The project aims at designing and implementing a micro controller based system to control a robot while enabling the robot to learn about its environment on the fly i.e. without prior training and user intervention. The controller offers a set of commands for moving the robot in different directions and performing simple tasks like picking up and moving small things. The robot can learn about its environment either by randomly moving about on its own or by receiving commands from a user and executing them. Initially, when the robot is new to its environment, it tries to avoid any obstacles that it encounters during movement by a ‘Blind Man’ approach. If, the robot succeeds in getting around an obstacle in this way, it remembers the position at which it encountered the obstacle and the moves it had to carry out in order to overcome it and passes on this information to a backend program to train a neural network with that data. The robot then relies on the neural network in case of future difficulties and falls back on the ‘blind approach’ only when the network fails to provide an appropriate solution to its problem. In such cases, the robot causes the network to be trained again with the fresh data.

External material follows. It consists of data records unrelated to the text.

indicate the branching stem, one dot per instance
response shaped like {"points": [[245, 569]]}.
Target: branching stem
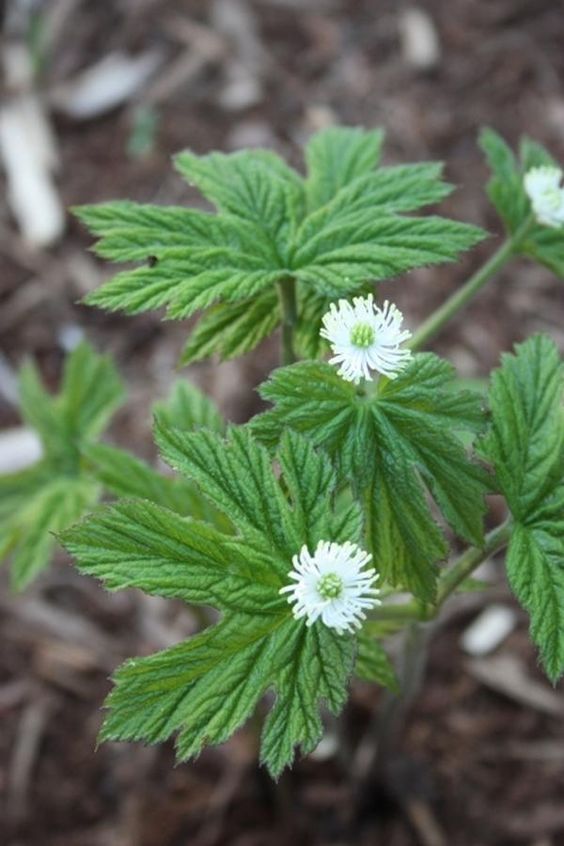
{"points": [[435, 322]]}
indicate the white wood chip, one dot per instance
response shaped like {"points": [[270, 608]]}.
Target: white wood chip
{"points": [[109, 83], [488, 630]]}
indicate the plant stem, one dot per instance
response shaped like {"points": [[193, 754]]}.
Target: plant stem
{"points": [[450, 580], [287, 292], [469, 560], [468, 291]]}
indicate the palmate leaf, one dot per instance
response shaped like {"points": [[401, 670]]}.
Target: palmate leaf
{"points": [[507, 193], [391, 444], [204, 689], [525, 444], [340, 228], [57, 490], [187, 407]]}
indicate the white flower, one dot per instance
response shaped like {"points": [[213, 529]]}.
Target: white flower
{"points": [[365, 337], [542, 185], [331, 584]]}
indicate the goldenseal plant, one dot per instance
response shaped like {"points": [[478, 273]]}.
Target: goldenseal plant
{"points": [[328, 520]]}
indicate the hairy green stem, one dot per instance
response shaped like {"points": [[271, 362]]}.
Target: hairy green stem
{"points": [[287, 292], [497, 539], [468, 291], [463, 567]]}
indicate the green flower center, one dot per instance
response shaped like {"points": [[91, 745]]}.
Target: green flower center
{"points": [[362, 335], [330, 586]]}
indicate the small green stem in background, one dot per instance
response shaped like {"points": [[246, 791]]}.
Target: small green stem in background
{"points": [[287, 291], [460, 298]]}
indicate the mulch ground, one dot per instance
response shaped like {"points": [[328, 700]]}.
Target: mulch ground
{"points": [[465, 765]]}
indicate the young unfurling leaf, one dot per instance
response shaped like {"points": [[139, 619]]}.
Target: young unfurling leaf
{"points": [[342, 226]]}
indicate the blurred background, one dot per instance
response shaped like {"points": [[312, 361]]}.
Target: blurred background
{"points": [[95, 98]]}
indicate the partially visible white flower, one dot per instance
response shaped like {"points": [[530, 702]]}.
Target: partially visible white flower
{"points": [[331, 584], [543, 188], [365, 337]]}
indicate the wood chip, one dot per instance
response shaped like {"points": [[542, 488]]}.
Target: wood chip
{"points": [[420, 44], [112, 81]]}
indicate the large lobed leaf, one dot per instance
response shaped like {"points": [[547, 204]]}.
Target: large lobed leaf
{"points": [[392, 444], [341, 227], [56, 491], [507, 193], [204, 689], [525, 444]]}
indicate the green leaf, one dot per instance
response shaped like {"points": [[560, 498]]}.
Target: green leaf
{"points": [[28, 532], [354, 248], [507, 193], [254, 185], [233, 329], [524, 441], [134, 231], [91, 392], [388, 190], [57, 490], [123, 475], [536, 576], [373, 664], [333, 234], [187, 283], [335, 157], [205, 688], [187, 407], [390, 443], [525, 444]]}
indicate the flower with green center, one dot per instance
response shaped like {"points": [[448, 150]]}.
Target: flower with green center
{"points": [[543, 188], [332, 585], [364, 337]]}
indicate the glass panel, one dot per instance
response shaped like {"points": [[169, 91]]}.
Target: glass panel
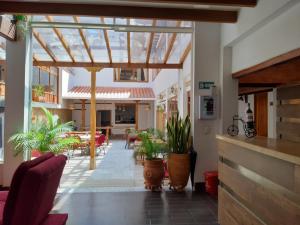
{"points": [[96, 41], [125, 114], [53, 84], [74, 41], [63, 19], [2, 48], [118, 44], [139, 45], [44, 78], [181, 43], [53, 43], [39, 52], [38, 18], [35, 76], [158, 48], [141, 22]]}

How the robot builds a model of its environment:
The backend program that helps the robot actually creates and trains a set of neural networks, each corresponding to a ’Zone’ in the robot’s environment. Each network is responsible to learn the positions of obstacles in that zone and the sequence of moves that would help the robot to get around that obstacle. Whenever the robot encounters an obstacle it contacts the program in the background that would evaluate the positions of the motors and determine the zone into which the obstacle falls. Then, it activates the corresponding network and gives the output of the network back to the robot. If no network exists yet for that zone, (which is the case when the robot starts anew), the program declares failure. In this case, or when the solution provided by the network fails to pull the robot out of its trouble, the robot proceeds to solve its problem on its own. When it finds a solution, it notifies the program that would then train the corresponding network by creating one if it doesn’t exist. In the event of the robot’s failure to find a solution to its problem, it gives up and waits for user intervention. As the robot gathers more and more data, it eventually builds a whole tree of neural networks storing the information about all the obstacles in its environment.

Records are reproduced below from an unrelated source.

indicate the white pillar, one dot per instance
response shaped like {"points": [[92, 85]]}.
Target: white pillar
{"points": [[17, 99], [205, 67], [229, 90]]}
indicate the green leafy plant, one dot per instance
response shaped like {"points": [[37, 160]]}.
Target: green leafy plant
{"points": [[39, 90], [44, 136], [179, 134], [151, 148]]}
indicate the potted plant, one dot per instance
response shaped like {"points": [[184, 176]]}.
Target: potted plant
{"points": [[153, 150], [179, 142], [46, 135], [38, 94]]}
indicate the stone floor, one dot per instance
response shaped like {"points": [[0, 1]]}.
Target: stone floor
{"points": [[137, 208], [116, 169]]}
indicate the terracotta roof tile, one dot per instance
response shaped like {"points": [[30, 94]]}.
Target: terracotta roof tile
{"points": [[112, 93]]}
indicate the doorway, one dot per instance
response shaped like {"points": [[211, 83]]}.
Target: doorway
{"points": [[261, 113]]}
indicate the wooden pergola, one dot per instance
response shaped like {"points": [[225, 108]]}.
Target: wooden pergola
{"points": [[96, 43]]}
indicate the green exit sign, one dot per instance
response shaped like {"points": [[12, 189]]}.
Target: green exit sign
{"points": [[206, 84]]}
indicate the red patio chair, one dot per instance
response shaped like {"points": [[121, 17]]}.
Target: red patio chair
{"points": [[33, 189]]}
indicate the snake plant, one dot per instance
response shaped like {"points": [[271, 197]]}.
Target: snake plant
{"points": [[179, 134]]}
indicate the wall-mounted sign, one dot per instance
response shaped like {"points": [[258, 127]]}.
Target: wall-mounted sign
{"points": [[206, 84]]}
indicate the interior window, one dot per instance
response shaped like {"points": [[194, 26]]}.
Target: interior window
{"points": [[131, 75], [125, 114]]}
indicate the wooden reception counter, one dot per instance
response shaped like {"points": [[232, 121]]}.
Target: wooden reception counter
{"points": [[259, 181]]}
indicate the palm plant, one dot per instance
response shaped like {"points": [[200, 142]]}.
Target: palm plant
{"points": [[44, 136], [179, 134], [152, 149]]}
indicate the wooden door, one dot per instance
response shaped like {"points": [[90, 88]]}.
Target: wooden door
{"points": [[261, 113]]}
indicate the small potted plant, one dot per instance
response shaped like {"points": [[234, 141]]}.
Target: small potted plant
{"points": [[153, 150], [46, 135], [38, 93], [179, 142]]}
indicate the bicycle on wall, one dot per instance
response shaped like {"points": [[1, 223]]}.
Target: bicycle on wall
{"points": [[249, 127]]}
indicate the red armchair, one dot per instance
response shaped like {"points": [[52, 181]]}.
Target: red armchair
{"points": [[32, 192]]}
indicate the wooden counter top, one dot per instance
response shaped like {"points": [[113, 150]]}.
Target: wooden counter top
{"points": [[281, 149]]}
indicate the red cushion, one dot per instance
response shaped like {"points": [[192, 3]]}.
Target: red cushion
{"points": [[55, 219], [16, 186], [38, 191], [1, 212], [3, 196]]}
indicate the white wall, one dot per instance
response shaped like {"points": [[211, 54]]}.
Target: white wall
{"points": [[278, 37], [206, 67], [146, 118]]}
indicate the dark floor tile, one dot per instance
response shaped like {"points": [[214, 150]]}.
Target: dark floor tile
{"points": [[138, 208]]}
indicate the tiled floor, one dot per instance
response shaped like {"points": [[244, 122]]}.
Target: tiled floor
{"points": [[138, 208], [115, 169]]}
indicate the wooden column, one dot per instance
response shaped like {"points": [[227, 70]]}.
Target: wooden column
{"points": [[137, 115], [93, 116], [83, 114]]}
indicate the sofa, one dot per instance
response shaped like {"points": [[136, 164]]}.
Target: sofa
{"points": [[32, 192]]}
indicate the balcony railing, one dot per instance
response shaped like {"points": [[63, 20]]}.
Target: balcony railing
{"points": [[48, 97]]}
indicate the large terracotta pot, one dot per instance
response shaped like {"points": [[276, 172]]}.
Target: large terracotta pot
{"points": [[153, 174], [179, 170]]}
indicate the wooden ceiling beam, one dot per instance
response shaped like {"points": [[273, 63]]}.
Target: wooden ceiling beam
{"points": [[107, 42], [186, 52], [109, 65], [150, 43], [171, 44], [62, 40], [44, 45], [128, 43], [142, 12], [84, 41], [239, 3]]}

The system is going to be Intel 8051 based, capable of controlling six motors and an equal number of sensors. Each sensor is associated with one motor in such a way that the sensor would detect any obstacles in that motor’s path and inform the controller when the motor actually encounters one. The commands it offers will be to move the robot in the horizontal direction, vertical direction and to pick up or release some thing. The moves can be absolute, giving a position to go to, or relative, to move the robot by a fixed distance from the current position. When the controller receives a command, it attempts to finish the move while monitoring the sensors for an obstacle. In case it encounters one, it immediately enters the recovery mode, in which it attempts to overcome the obstacle and finish the unfinished move. In the recovery mode, it first contacts the backend program running on a pc, presenting to it, the positions of all of its motors at the time the obstacle was encountered. If the program comes up with a solution, the controller tries that. In case the program declares failure because a network for the zone in which the obstacle was encountered does not exist yet, or in case the solution given by the program fails, it attempts a recovery on its own using the blind man’s approach. The communication between the controller and its backend is going to take place over its serial port. The neural networks are created and trained using nql scripts. The back end itself is to be written in java. The back end offers an easy to use interface to the user for controlling the robot and also maintains the link between the neural networks and the controller.

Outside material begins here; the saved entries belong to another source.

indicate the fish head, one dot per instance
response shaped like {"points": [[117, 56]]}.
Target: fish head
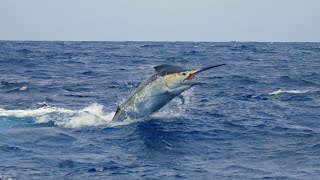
{"points": [[185, 79]]}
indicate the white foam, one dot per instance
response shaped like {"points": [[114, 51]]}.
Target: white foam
{"points": [[93, 115], [289, 92]]}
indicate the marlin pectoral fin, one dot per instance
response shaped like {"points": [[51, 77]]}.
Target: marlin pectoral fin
{"points": [[182, 99]]}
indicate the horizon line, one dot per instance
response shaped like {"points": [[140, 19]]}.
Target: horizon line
{"points": [[191, 41]]}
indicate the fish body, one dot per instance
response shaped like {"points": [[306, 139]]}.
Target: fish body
{"points": [[167, 83]]}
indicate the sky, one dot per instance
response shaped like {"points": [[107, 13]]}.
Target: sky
{"points": [[161, 20]]}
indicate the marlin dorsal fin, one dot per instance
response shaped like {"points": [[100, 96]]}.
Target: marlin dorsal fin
{"points": [[168, 69]]}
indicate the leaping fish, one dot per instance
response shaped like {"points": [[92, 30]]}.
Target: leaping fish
{"points": [[168, 82]]}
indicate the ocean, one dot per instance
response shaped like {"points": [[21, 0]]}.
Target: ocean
{"points": [[257, 117]]}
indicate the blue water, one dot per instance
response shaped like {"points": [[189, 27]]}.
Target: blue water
{"points": [[258, 117]]}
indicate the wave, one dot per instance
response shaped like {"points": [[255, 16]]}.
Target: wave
{"points": [[289, 92], [93, 115]]}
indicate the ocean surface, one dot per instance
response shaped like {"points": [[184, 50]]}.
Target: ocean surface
{"points": [[257, 117]]}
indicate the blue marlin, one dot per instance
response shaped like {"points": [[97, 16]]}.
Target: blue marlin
{"points": [[157, 91]]}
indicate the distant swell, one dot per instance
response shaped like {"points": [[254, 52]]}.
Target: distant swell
{"points": [[289, 92]]}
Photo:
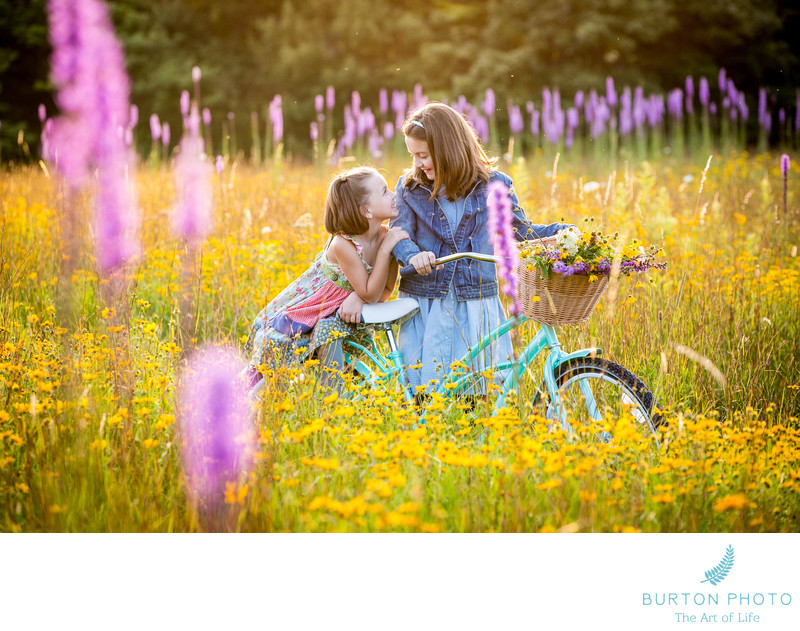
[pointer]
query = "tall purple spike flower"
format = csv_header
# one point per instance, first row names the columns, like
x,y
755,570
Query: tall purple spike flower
x,y
155,127
703,91
489,103
88,70
276,116
501,234
185,102
611,94
383,101
191,218
515,121
785,174
218,439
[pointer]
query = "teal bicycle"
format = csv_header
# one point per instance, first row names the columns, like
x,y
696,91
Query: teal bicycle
x,y
575,388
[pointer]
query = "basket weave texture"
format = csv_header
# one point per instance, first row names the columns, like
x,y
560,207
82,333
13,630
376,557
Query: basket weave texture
x,y
563,300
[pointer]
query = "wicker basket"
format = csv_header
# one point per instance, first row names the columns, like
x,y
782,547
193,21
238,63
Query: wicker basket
x,y
563,300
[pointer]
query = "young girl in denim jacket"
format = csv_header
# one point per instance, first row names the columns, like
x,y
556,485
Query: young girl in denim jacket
x,y
441,202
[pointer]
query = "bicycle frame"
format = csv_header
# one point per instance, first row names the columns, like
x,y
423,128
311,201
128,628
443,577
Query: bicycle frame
x,y
545,338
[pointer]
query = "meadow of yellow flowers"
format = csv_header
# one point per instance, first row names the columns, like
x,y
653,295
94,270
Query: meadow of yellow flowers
x,y
88,432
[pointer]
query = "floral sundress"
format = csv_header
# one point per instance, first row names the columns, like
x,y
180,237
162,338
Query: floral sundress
x,y
302,317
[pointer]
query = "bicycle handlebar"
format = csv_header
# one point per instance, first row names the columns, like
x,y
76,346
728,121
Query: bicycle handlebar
x,y
410,270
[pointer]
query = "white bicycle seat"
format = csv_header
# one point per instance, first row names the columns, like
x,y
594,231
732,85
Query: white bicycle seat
x,y
391,311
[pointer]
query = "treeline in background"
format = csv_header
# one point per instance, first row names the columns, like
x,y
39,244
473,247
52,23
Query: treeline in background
x,y
324,78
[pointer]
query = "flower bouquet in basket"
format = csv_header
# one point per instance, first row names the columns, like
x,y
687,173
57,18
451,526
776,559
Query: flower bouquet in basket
x,y
562,278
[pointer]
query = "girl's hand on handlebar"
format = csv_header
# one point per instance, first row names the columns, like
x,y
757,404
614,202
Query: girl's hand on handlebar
x,y
350,311
423,262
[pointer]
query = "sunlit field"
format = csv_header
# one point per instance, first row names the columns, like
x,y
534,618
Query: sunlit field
x,y
89,431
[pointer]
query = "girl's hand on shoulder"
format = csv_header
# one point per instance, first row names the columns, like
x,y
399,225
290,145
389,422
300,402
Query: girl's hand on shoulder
x,y
423,262
350,311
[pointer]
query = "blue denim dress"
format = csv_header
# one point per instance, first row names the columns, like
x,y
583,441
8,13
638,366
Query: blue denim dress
x,y
444,328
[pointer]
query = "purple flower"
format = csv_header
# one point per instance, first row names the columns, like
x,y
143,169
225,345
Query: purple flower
x,y
276,117
116,220
488,104
515,122
191,217
383,101
185,100
611,95
155,127
501,234
785,173
92,92
217,435
689,94
165,134
675,103
703,91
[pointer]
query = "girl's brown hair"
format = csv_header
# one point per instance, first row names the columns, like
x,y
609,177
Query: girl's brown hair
x,y
459,160
346,195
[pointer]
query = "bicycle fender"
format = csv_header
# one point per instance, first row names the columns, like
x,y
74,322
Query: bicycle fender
x,y
584,352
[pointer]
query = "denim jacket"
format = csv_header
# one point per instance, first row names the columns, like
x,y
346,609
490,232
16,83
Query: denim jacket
x,y
425,222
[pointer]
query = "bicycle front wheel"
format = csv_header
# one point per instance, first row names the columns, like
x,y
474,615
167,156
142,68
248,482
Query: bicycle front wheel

The controller is ready with all its routines to control the robot and to recover from any obstacles that it encounters. The neural network part is also complete with all the necessary nql scripts ready. The whole thing is currently being tested to obtain some real results as to the ability of the robot to learn and maintain a picture of its environment. Visit this page again for the results.
The user interface and all related programs for communication between the controller and the host computer are to be written. And any bugs that surface in the ongoing tests are to be corrected and refinements made to the entire code to improve its functioning.
Soon to come: Some pictures of the robot that we are working on.
The entire area surrounding the robot is divided into a number of zones, each identifying a plane of motion of the robot, characterized by a range of positions of one or more motors that control the movement of the robot in that plane. For example, the area between position 0 and 200 of the motor governing the horizontal motion of the robot could be designated as the “leftmost” zone, that falling between position 200 to 500 the “left” zone and so on. A similar division is done in the vertical plane based on the positions of the motors governing the vertical motion of the robot. In fact, this division could be made in any number of dimensions in which the robot is capable of moving and the interpretation is purely logical. Such a classification enables the robot to place an obstacle in any of the possible combination of the zones such as “leftmosttopmost” or “lefttop” depending on the positions of all the motors. Some fuzziness may also be incorporated into the evaluation of the positions.